Bringing in extra tugs and barges would be only a partial solution. The real bottleneck was the lack of trained operatives. Tideway’s answer was to set up a training and validation programme, which eventually produced a pool of 54 master marine operatives along with 49 mates.
“We basically wrote a code of practice for the river traffic. As a result, around 90% of the spoil from the tunnelling went out by barge.”
Tideway was acutely aware that the specified 120 year design life for the shafts and tunnels posed a real challenge.
“This is a single system,” says Bailey. “It’s not like a rail line, where you can do repairs during overnight possessions.
“Any serious problems, with concrete durability, for example, could lead to a major shutdown with sewage overflowing back into the Thames.”
Quality was monitored rigorously throughout the construction process. “Basically we set up a team of supervisors who were present on every site during every shift.” Bailey explains.
“But we continued to work collaboratively.

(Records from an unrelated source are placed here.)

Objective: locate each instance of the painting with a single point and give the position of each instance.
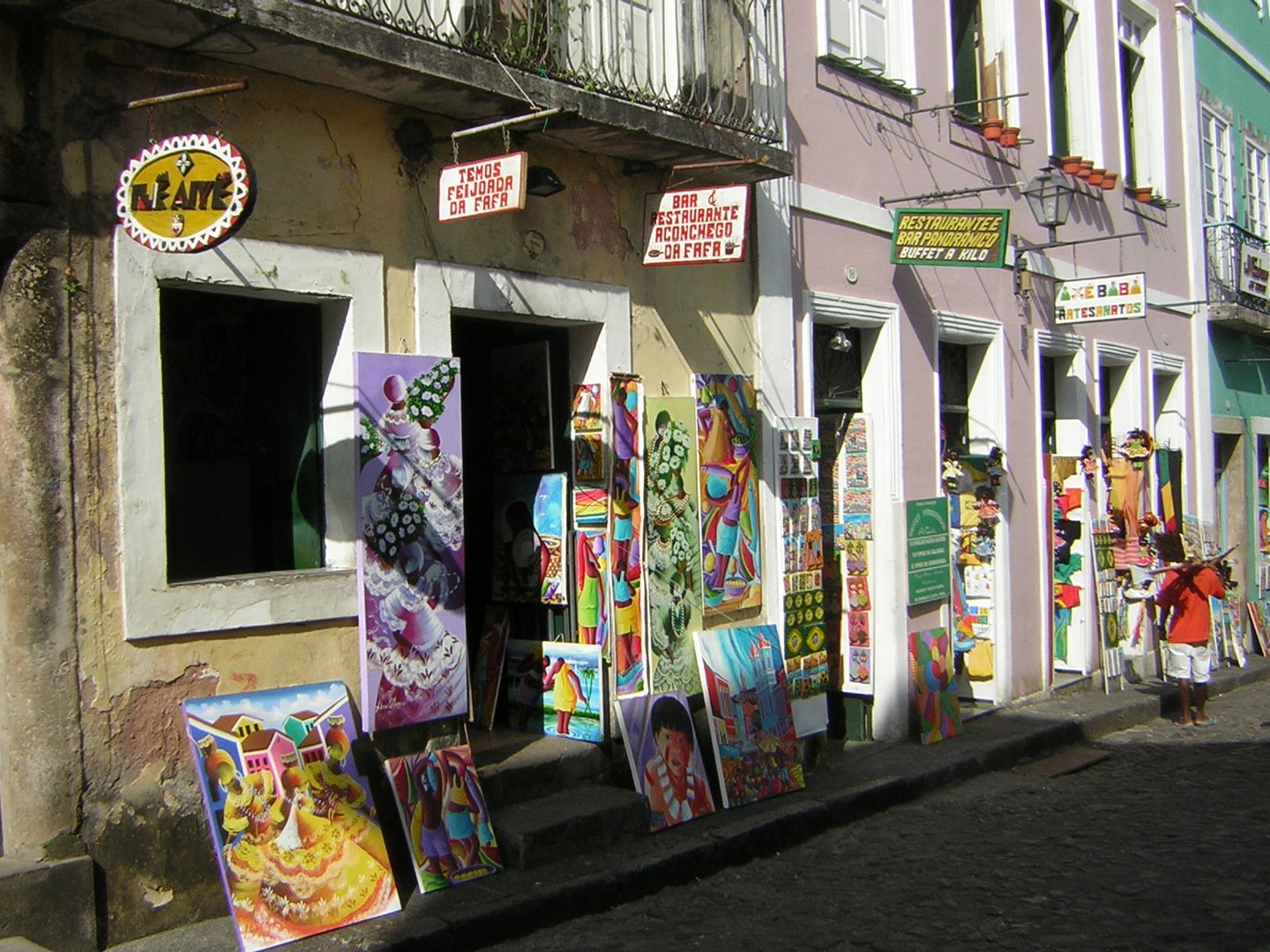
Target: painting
(591, 577)
(664, 758)
(410, 539)
(727, 430)
(750, 716)
(442, 810)
(556, 688)
(488, 671)
(626, 536)
(528, 564)
(524, 441)
(930, 663)
(292, 819)
(673, 533)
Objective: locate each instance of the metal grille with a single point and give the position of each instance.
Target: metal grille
(718, 61)
(1224, 245)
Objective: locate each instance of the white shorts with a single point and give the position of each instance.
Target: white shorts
(1188, 661)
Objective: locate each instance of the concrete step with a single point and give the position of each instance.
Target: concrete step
(569, 822)
(48, 904)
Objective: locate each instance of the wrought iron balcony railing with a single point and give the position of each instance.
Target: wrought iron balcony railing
(1236, 267)
(715, 61)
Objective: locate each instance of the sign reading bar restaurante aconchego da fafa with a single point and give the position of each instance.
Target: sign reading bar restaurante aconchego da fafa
(961, 239)
(696, 225)
(484, 187)
(185, 193)
(1102, 299)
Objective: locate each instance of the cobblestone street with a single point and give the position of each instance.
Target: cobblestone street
(1160, 845)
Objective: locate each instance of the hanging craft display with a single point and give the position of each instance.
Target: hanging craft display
(410, 539)
(673, 533)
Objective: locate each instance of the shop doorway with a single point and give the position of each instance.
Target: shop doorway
(516, 398)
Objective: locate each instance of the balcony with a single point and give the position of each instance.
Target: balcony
(661, 81)
(1237, 282)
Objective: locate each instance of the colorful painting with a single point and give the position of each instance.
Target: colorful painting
(727, 430)
(524, 441)
(930, 663)
(591, 562)
(556, 688)
(626, 536)
(410, 539)
(528, 564)
(488, 673)
(748, 707)
(587, 428)
(292, 820)
(444, 816)
(673, 544)
(664, 758)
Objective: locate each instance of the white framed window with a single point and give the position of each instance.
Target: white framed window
(1214, 153)
(870, 34)
(1140, 86)
(340, 291)
(1256, 188)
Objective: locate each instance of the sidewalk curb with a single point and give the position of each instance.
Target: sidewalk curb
(851, 786)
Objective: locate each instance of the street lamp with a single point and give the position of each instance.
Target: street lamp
(1050, 198)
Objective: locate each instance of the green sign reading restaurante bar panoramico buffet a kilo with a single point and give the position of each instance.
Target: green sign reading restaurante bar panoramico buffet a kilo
(961, 239)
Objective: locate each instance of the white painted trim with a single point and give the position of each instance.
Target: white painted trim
(352, 285)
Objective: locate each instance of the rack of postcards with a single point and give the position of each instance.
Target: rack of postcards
(848, 516)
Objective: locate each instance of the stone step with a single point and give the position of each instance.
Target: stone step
(568, 822)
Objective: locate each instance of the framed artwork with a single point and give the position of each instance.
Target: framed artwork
(294, 822)
(442, 810)
(410, 539)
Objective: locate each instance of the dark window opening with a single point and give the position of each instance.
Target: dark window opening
(242, 428)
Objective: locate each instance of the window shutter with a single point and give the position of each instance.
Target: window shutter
(873, 33)
(840, 26)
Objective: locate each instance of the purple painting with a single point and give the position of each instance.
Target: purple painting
(410, 539)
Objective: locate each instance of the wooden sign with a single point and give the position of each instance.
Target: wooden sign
(484, 187)
(185, 193)
(696, 225)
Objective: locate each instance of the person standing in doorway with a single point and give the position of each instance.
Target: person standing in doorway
(1183, 599)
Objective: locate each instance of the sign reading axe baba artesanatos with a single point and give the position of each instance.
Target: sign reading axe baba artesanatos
(696, 225)
(1102, 299)
(484, 187)
(185, 193)
(963, 239)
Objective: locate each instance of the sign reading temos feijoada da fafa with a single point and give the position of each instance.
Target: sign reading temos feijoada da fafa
(484, 187)
(1102, 299)
(696, 225)
(964, 239)
(184, 195)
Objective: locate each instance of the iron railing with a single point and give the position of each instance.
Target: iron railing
(1235, 267)
(715, 61)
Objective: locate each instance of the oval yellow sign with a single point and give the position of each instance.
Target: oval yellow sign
(185, 193)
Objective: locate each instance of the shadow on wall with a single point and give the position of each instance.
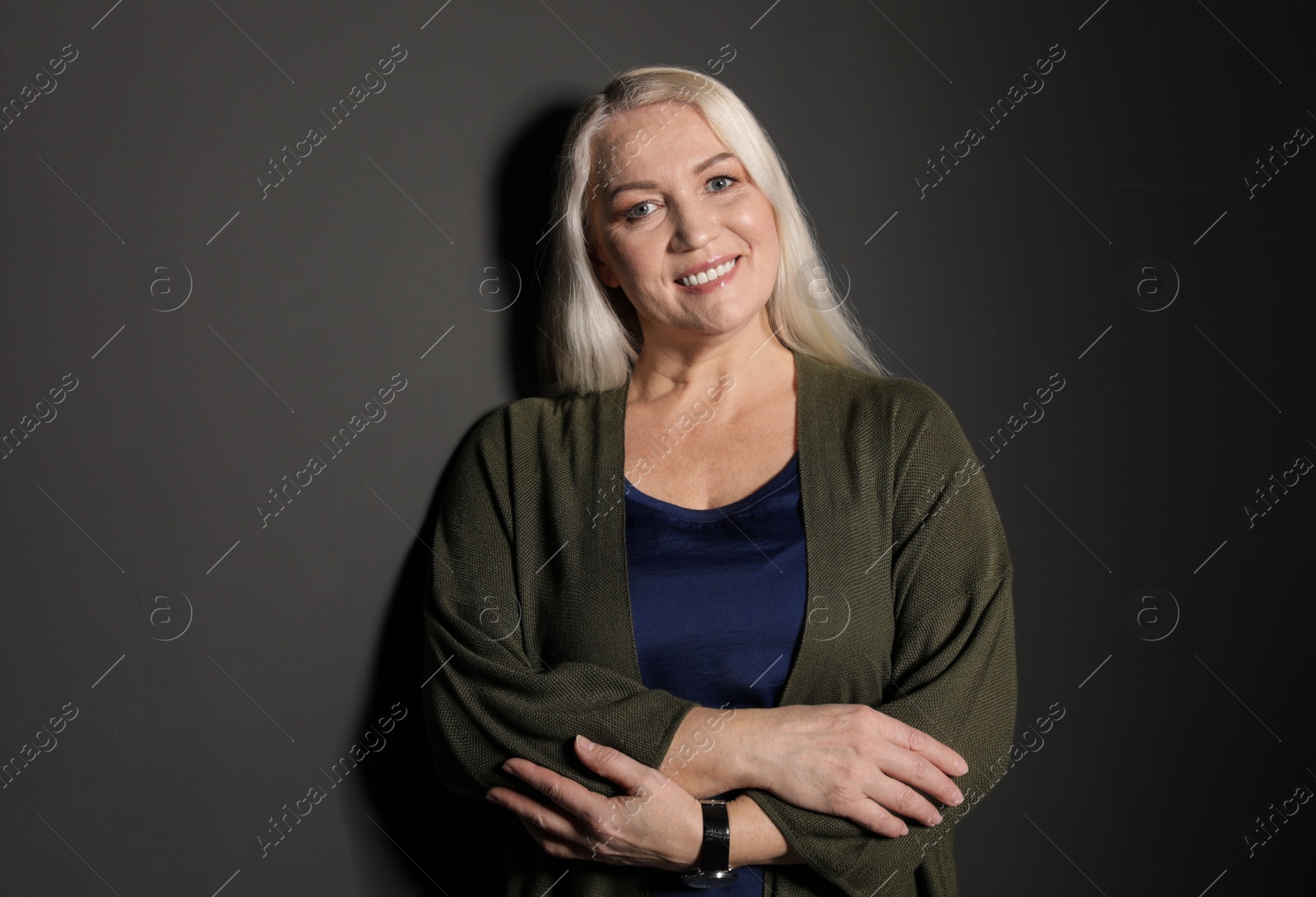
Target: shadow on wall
(453, 838)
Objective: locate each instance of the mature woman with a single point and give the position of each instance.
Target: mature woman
(732, 577)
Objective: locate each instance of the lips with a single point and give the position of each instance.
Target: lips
(710, 272)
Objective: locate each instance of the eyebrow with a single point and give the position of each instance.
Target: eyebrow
(651, 184)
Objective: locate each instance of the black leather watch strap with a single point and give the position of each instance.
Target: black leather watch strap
(717, 838)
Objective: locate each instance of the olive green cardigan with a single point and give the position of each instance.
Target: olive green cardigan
(530, 627)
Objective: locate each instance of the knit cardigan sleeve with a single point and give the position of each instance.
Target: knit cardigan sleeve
(489, 701)
(952, 660)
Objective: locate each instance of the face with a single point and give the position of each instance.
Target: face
(681, 204)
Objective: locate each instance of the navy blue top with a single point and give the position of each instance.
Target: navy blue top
(717, 601)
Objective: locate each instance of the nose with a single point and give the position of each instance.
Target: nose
(695, 223)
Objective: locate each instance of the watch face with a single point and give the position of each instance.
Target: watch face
(710, 879)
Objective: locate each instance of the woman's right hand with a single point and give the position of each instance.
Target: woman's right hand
(848, 760)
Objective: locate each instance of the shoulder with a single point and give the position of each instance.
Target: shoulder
(903, 408)
(533, 421)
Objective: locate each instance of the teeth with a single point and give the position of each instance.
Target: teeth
(711, 274)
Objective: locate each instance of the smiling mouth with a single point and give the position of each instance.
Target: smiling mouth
(712, 274)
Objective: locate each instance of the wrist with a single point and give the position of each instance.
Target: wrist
(739, 741)
(710, 752)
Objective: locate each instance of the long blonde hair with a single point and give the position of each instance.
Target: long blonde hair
(594, 335)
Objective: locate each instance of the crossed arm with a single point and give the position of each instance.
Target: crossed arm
(827, 785)
(660, 825)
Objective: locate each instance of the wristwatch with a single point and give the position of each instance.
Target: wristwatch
(715, 868)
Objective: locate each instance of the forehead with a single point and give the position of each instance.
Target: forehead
(657, 135)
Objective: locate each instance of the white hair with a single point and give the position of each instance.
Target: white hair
(594, 333)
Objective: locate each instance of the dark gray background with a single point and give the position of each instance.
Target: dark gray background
(142, 166)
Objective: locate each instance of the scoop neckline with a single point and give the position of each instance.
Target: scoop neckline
(780, 481)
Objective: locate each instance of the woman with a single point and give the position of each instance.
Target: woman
(627, 561)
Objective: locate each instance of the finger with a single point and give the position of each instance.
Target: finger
(875, 817)
(897, 797)
(544, 817)
(919, 741)
(554, 846)
(572, 797)
(919, 772)
(618, 767)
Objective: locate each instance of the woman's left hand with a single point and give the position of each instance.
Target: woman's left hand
(655, 824)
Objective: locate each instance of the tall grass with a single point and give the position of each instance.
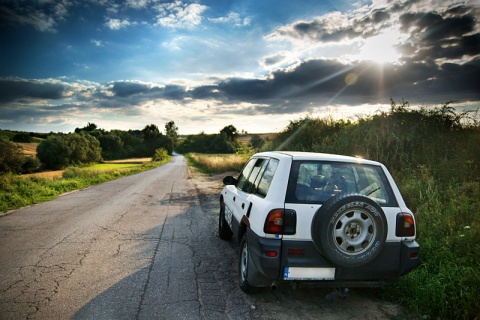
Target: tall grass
(434, 155)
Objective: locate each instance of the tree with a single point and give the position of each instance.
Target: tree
(11, 156)
(112, 146)
(53, 152)
(171, 130)
(60, 150)
(88, 128)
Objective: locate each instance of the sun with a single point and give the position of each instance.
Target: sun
(381, 48)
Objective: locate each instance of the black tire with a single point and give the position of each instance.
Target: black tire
(244, 263)
(350, 230)
(224, 230)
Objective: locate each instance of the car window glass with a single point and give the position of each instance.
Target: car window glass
(247, 169)
(267, 177)
(316, 182)
(249, 185)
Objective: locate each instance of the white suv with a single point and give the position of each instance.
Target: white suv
(317, 217)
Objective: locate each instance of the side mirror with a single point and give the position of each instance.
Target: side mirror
(229, 180)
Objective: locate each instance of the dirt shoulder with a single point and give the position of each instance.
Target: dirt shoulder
(298, 301)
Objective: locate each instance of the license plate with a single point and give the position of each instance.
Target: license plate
(295, 273)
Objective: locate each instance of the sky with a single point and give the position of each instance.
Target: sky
(207, 64)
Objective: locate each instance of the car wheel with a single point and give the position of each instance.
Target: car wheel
(350, 230)
(224, 230)
(244, 266)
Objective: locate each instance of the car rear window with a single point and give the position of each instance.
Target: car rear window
(317, 181)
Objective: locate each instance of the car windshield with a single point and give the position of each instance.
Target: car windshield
(317, 181)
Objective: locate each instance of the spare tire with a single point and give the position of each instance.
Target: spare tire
(350, 230)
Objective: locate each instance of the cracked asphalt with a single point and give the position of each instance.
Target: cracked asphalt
(145, 247)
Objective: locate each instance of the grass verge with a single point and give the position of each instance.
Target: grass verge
(17, 191)
(216, 163)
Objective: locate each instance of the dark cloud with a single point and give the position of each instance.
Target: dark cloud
(129, 88)
(43, 16)
(445, 35)
(335, 29)
(137, 90)
(13, 89)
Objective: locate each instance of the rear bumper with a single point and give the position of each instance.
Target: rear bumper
(395, 260)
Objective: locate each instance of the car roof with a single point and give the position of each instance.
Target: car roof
(298, 155)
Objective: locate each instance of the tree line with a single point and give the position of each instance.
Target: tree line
(92, 144)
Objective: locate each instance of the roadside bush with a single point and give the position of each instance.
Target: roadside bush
(434, 155)
(60, 150)
(11, 156)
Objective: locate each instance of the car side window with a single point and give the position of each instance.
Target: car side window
(266, 178)
(247, 169)
(248, 179)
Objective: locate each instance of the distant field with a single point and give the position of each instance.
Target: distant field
(29, 149)
(133, 160)
(99, 167)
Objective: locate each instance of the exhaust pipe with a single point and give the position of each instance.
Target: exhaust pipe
(273, 286)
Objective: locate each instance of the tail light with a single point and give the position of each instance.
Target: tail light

These are highly competent contractors with rigorous quality control procedures. Our job was to ensure they complied with these procedures, and work with them to sort any problems quickly. The final result was a very high quality finished asset.”
He adds: “The only real cause of delay was Covid, which cost us several months.
One major consideration right from the beginning was the impact the project would have on London before, during and after construction. “There was limited space for our shafts along the river. Some are on land, some in the foreshore,” Bailey points out.
“That meant that for our main drive sites, some residents would have major construction operations in close proximity for several years.”
Stakeholder engagement
An exhaustive consultation and information exercise was launched. Measures were taken to minimise noise and pollution from the shaft sites. “We went the extra mile to be good neighbours,” Bailey says.
Tideway also looked beyond the project, to its impact on the public realm. “We aim to reconnect Londoners to the Thames,” Bailey adds. “There’ll be seven new riverside areas of up to 3ha open to the public.”
A clean, safe Thames will be the main attraction, for humans and wildlife alike. Sir Joseph Bazalgette’s 1865 sewer system may have been one of the wonders of the Victorian age when it opened. The new super sewer will return the Thames to a purity not seen since the early 19th century. Its impact on London will be as great as Bazalgette’s.
Heavy construction work is due to finish in 2023 with the project then going into its system commissioning phase, with full operational handover to Thames Water in 2025.